As we approach the 2016 general election, I’ve heard public officials, family, and friends make very clear statements regarding which side of the aisle they support. Yet, I find it hard to believe that the average American falls in line 100% with either political party, or supports every word and tenet of a particular public policy. We are nuanced people. Very few issues are as black-and-white as we’d like them to be. Here’s a guide for things to consider when considering your stance on a particular issue, candidate, or political party, put in the context of educational issues.
- Most issues have an “it depends” clause.
With the onslaught of information available today, it makes sense that we want answers that are black-and-white. The reality, though, is that there’s gray area for most policies and practices. We also have to balance our ideological values with evidence. Charter school proponents may believe in free-market values and choice to improve public schools through vouchers and charter schools, but I haven’t seen widespread evidence that choice in and of itself actually improves academic achievement or long-term outcomes in significant ways. Yes, there are individual students who have benefited, but there are also individual students who have lost out. Charter school opponents claim that taking away publicly-elected oversight through school boards is detrimental to the public’s ability to provide free and quality education to all. Yet, the reality is that some public schools have dismal records, and charter or private schools have sometimes had success with the same students. We have to acknowledge that we all want good things for our kids, and then use the evidence to figure out what that looks like without demonizing the other side.

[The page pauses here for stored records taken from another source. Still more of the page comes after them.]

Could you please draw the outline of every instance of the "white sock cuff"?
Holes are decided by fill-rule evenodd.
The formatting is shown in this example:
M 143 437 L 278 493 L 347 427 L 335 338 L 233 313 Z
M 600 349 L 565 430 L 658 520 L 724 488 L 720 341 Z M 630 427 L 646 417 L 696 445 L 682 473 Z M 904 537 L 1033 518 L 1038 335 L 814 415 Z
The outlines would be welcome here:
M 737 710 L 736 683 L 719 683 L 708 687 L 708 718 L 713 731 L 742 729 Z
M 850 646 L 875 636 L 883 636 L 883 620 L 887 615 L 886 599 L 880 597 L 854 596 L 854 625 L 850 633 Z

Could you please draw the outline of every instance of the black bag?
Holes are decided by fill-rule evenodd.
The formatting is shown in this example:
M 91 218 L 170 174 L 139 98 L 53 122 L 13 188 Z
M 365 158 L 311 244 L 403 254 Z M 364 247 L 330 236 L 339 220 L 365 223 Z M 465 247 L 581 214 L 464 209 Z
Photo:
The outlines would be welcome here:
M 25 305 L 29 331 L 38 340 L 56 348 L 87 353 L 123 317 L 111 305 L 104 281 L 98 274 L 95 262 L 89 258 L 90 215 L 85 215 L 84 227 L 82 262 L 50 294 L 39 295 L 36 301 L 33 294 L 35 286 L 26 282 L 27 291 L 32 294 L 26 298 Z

- Most policies rely heavily on the quality of their implementation to be successful.
Common Core seems to be a prime example of this. Two-thirds of Americans are in support of some sort of common standards across the country. Yet, barely half of Americans are in support of Common Core. Support for both questions have dwindled significantly from about 90% of public support in 2012. Even presidential candidate Hillary Clinton has called the roll-out of Common Core “disastrous,” despite supporting them overall.
They were implemented quickly in many states, often without the curriculum materials or professional development to help teachers succeed in teaching the new standards. While support for Common Core seems to be leveling off with teachers, who are most familiar with them, several states have repealed or are considering repealing the Common Core. The new state standards that have been written in South Carolina and Indiana are extremely similar to the Common Core, which means that it may not be the concept or content that people disagree with so much as how they were implemented and the ensuing political backlash.
- Statistics usually tell us about an average (the typical student) but variance is also important.
Charter schools are a prime example of this. On average, they have similar student achievement outcomes as traditional public schools. But, there are schools that outperform their counterparts and schools that woefully underperform. We have to think about those schools, too.
This is also clear in school segregation. The average black student in the U.S. attends a school that is 49% black, 28% white, 17% Latino, 4% Asian, and 3% “Other,” but that doesn’t mean that every black student has this experience. At the edges of the spectrum, however, 13% of U.S. public schools are over 90% black and Latino, while 33% of schools are less than 10% black and Latino. To understand the reality, we need to look at the variety of students’ experiences (known in statistic-speak as “variance”) not just the average.
- There’s always room for improvement. “Fixing” a policy may mean making adjustments, not abandoning it altogether.
Student assessments under No Child Left Behind (2001) resulted in the narrowing of curriculum. But, we also learned more about disadvantaged student groups and have continued closing the achievement gap for students of color. Should we throw out testing altogether? Some would say yes, but most Americans say no. Graduation rates, college enrollment, and achievement scores have all increased since NCLB passed in 2001. What we can do is improve on student assessments. Adjusting consequences for students, teachers, and schools could result in less narrowing of curriculum and subjects taught. Involving more well-rounded tests that encourage creative and critical thinking would help teachers emphasize these skills in class. Continued improvement in data use can help teachers and school administrators adjust their practices and policies to see continued student growth. States have the power to make some of these changes under the new Every Student Succeeds Act without dismantling gains made under No Child Left Behind.